Figure 2 also presents the estimated true number of actively infected and quarantined cases by each day in the observation period (dotted red line) and its respective official number (solid red line). The former is computed by our method, which estimates the actual number of actively infected cases who are quarantined effectively, whereas the latter typically counts those actively infected and currently quarantined at hospitals. By March 5, 2020, our estimated true number of actively infected and quarantined cases was 44,778 [95% CI 24,049–112,697] whereas its official counterpart was 20,049. The gap between these two curves represents the number of actively infected people who are effectively quarantined but fail to be included in the government statistics. Many of these infected people could not be tested or officially admitted to hospital, but nevertheless conducted effective selfquarantine at home or other isolated places.
The last curve in the figure shows the estimated true number of actively infected but not quarantined cases by each day in the observation period (dotted black line). It refers to the number of actively infected people who are not quarantined at all (e.g., nonsymptomatic infected cases14) or not quarantined effectively (i.e., still being able to infect others). These infected people were not recorded by government reports either. Hence, we do not have the official number of actively infected but not quarantined cases. As shown, the estimated true number of actively infected but not quarantined cases peaked on February 7, 2020 (55,139 [95% CI 24,204–118,273]) and then started to decline. This decline was due to the operation of a number of new hospitals and a major COVID- 19 testing facility. 25 As a result, many of those actively infected but not quarantined got tested and hospitalized.
Evolution of the effective reproduction number
Figure 3 plots the evolution of the effective reproduction number R in Wuhan from January 19, 2020 to February 24, 2020, with the shaded area representing the 95% credible interval. As discussed in the Method section, R is estimated using a rolling-window approach with 10-day window size. Therefore, R of day t indicates the transmissibility of COVID-19 in Wuhan over the time window of [t,t + 10]. Three major government measures illustrated in the figure include Wuhan lockdown effective January 23, 2020, which stopped all innercity and inter-city public transportations, vehicle ban effective January 26, 2020, which suspended all nonessential taxi, ride-hailing operation and private vehicle services, and large scale hospitalization beginning on February 5, 2020, which tested and hospitalized a large number of infected people due to added testing and treatment capacities. As shown in the figure, R of January 19, 2020 was 3.11 [95% CI 2.93–3.40]. It then climbed up and attained its maximum on January 24, 2020, which was 3.42 [95% CI 3.34–3.50]. This initial surge could be partly attributed to increased gathering and friend visiting during the period of the Chinese Spring Festival. The effective reproduction number R declined from January 24, 2020. This could be due to the two government measures that suspended transportation in Wuhan and subsequently reduced the average contact rate among Wuhan residents. The large scale hospitalization started on February 5 further reduced R and it became less than 1 from February 7, 2020 (0.76 [95% CI 0.65–0.92]).
Under-reporting factor
A key feature of our method is an attempt to recover true numbers of infections from their respective official numbers reported by the government. This is done by introducing transformation functions with under-reporting factors, and calibrating them via a Bayesian estimation approach, which is discussed in detail in the Method section. Figure 4 shows the dynamics of the under-reporting factor a for the period between January 19, 2020 and February 24, 2020. Note that a is the ratio of the official daily increased number of infected and quarantined cases to its respective true number. Like R, a is also estimated using a rolling-window approach and a of day t denotes the under-reporting ratio over the time window of [t,t + 10].

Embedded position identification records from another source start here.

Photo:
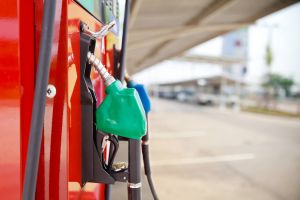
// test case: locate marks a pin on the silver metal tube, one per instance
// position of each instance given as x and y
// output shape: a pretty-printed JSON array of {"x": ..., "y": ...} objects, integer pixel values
[{"x": 102, "y": 71}]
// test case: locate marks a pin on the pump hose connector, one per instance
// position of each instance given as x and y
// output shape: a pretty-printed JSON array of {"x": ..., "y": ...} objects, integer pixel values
[{"x": 94, "y": 61}]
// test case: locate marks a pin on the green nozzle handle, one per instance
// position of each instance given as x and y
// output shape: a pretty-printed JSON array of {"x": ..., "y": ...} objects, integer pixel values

Estimated and official numbers of infections in Wuhan. We plot true numbers of infections estimated by our method in dotted lines and official numbers of infections in solid lines. The dotted blue line presents the estimated true cumulative number of infected cases or the outbreak size, whereas its respective official number is given in the solid blue line (blue). The estimated outbreak size in Wuhan by March 5, 2020 was 124,506 [95% CI 69,526-265,113]. The dotted red line gives the estimated true number of actively infected and quarantined cases, whereas its official counterpart is given in the solid red line (red). The estimated true number of actively infected but not quarantined cases is given in the dotted black line (black).
Figure 4 plots a of Wuhan in a solid black line, with the shaded area representing the 95% credible interval. As shown, a of January 19, 2020 was 0.28 [95% CI 0.14–0.73], indicating that official daily increased numbers of infected and quarantined cases over the window of January 19, 2020 to January 29, 2020 were on average 28% of their respective true numbers. The under-reporting factor of Wuhan gradually increased over time. For example, the under- reporting ratio over the window of January 29, 2020 to February 8, 2020 was 0.55 [95% CI 0.20–0.99] and that over the window of February 15, 2020 to February 25, 2020 was 0.94 [95% CI 0.43–0.99]. The evolution of a in Wuhan is in alignment with the reality. Due to insufficient testing and treatment capacities at the beginning of the observation period, many infected people were not tested or hospitalized hence not on government statistics. Through the addition of testing and treatment facilities, more infected people got tested and hospitalized, thereby increasing the under-reporting factor. Figure 4 also presents the under-reporting factor of Shanghai and Beijing in a solid blue line and a solid green line, respectively. Clearly, all three cities underreported the actual number of quarantined cases at the beginning. While Shanghai and Beijing improved the reporting accuracy quickly, Wuhan did not catch up until the end of period. This result is consistent with the fact that Wuhan experienced explosive number of COVID-19 infections in contrast to the other two cities. But it did not have sufficient medical resources and hospital capacity to test and treat all the infected cases. The discrepancies between true and official numbers of infections in Figure 4 imply that a data transformation approach, such as the one proposed in this paper, is necessary before estimating the epidemiological parameters of the COVID- 19 outbreak in Wuhan.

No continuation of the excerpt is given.